IC Samenvatting met sub-leerdoelen en leerdoelen
week 1 t/m 3 (Toets 1)
Leerdoel 1: Kan alle stappen van het HMH beschrijven, kan uitleggen hoe deze
uitgevoerd moeten worden bij oedeemtherapie (incl. diagnostiek en
behandelingsmogelijkheden ) en kan bij oedeem onderscheid maken in de initiële
behandelfase en de onderhouds(behandel)fase.
Subleerdoel: De onderdelen beschrijven die een rol spelen bij de diagnostiek van oedeem
(anamnese, inspectie, palpatie en aanvullend onderzoek) en kan deze onderdelen plaatsen
binnen het HMH.
De diagnose lymfoedeem kan gesteld worden door lymfscintigrafie. De richtlijn lymfoedeem doet
verschillende aanbevelingen voor de behandeling van patiënten met lymfoedeem.
De diagnose lipoedeem moet gesteld worden door een dermatoloog.
Risicofactoren lymfoedeem:
- Alle patiënten met risico op lymfoedeem worden beoordeeld op risico voor het ontstaan, dan
wel voor toename van lymfoedeem. Hierbij wordt een onderverdeling gemaakt in behandeling
gerelateerde factoren, beïnvloedbare en niet-beïnvloedbare patiëntgebonden factoren.
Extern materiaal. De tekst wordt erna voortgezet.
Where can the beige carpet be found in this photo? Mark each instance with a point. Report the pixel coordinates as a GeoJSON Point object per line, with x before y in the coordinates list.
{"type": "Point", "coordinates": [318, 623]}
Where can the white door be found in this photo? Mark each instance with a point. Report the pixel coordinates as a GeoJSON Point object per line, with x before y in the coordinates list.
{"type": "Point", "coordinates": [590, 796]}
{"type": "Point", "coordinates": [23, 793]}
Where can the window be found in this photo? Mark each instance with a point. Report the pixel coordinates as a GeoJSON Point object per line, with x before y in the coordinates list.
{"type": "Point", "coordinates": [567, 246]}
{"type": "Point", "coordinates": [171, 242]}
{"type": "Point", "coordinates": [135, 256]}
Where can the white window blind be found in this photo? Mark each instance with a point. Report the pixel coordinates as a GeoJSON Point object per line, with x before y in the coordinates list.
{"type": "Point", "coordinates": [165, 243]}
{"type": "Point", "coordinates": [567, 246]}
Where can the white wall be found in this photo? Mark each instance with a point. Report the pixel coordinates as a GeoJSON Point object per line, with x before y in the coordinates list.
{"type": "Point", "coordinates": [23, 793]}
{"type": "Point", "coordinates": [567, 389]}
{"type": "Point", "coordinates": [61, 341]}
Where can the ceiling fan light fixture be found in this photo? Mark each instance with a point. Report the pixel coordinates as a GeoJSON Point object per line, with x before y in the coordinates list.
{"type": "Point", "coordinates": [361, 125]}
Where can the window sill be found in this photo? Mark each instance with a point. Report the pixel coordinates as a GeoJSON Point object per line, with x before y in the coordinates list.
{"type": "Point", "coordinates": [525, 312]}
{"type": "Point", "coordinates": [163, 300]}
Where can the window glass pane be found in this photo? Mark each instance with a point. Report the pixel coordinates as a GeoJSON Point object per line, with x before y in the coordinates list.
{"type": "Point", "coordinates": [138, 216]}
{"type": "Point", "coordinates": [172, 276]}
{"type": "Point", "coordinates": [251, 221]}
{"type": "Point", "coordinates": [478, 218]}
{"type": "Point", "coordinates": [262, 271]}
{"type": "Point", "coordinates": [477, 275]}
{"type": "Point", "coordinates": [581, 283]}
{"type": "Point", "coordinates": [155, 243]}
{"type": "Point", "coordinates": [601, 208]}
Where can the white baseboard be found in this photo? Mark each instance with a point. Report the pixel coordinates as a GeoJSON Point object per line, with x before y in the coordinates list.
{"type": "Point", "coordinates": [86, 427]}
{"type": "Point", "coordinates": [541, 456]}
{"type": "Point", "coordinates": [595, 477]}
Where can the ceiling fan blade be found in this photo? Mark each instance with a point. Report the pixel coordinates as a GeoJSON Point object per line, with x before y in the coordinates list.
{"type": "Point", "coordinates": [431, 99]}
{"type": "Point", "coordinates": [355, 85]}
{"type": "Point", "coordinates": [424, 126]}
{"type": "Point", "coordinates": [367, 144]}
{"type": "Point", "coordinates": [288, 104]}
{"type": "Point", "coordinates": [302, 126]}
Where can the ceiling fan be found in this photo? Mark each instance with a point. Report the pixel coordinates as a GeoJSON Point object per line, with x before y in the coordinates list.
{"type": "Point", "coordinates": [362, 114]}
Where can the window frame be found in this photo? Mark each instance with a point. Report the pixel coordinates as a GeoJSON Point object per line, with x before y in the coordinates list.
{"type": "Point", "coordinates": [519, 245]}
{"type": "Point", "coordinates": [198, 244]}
Deze
factoren bepalen in grote mate de inhoud van een voorlichting/behandelplan.
- Men dient zich bewust te zijn van risicofactoren om derhalve deze factoren te verminderen,
bijv. door te kiezen voor een alternatieve gelijkwaardige therapie, bepaling van
leefstijladviezen en het monitoren van patiënten met een verhoogd risico op lymfoedeem.
- Het verdient aanbeveling om bij oncologische patiënten gedurende de verschillende fasen van
het behandeltraject afgestemde voorlichting over lymfoedeem te geven. Door deze
voorlichting op verschillende momenten in het behandeltraject te herhalen, wordt het belang
van preventie en behandeling versterkt (streefnorm).
- Het is wenselijk om oncologische patiënten bij wie lymfeklieren zijn weggenomen/beschadigd
na de behandeling tijdens de oncologische controle systematisch te monitoren om eventueel
lymfoedeem vast te stellen (minimum norm).
- Wenselijk is om de systematische monitoring van armvolume voor en na een
borstreconstructie te continueren zoals dat ook voor de oncologische controle gebeurt om het
optreden van eventueel lymfoedeem vast te stellen (streefnorm).
- Patiënten met risico op lymfoedeem worden gestimuleerd hun beweeggedrag van voor de
chirurgie zoveel mogelijk te hervatten nadat de operatiewond is genezen.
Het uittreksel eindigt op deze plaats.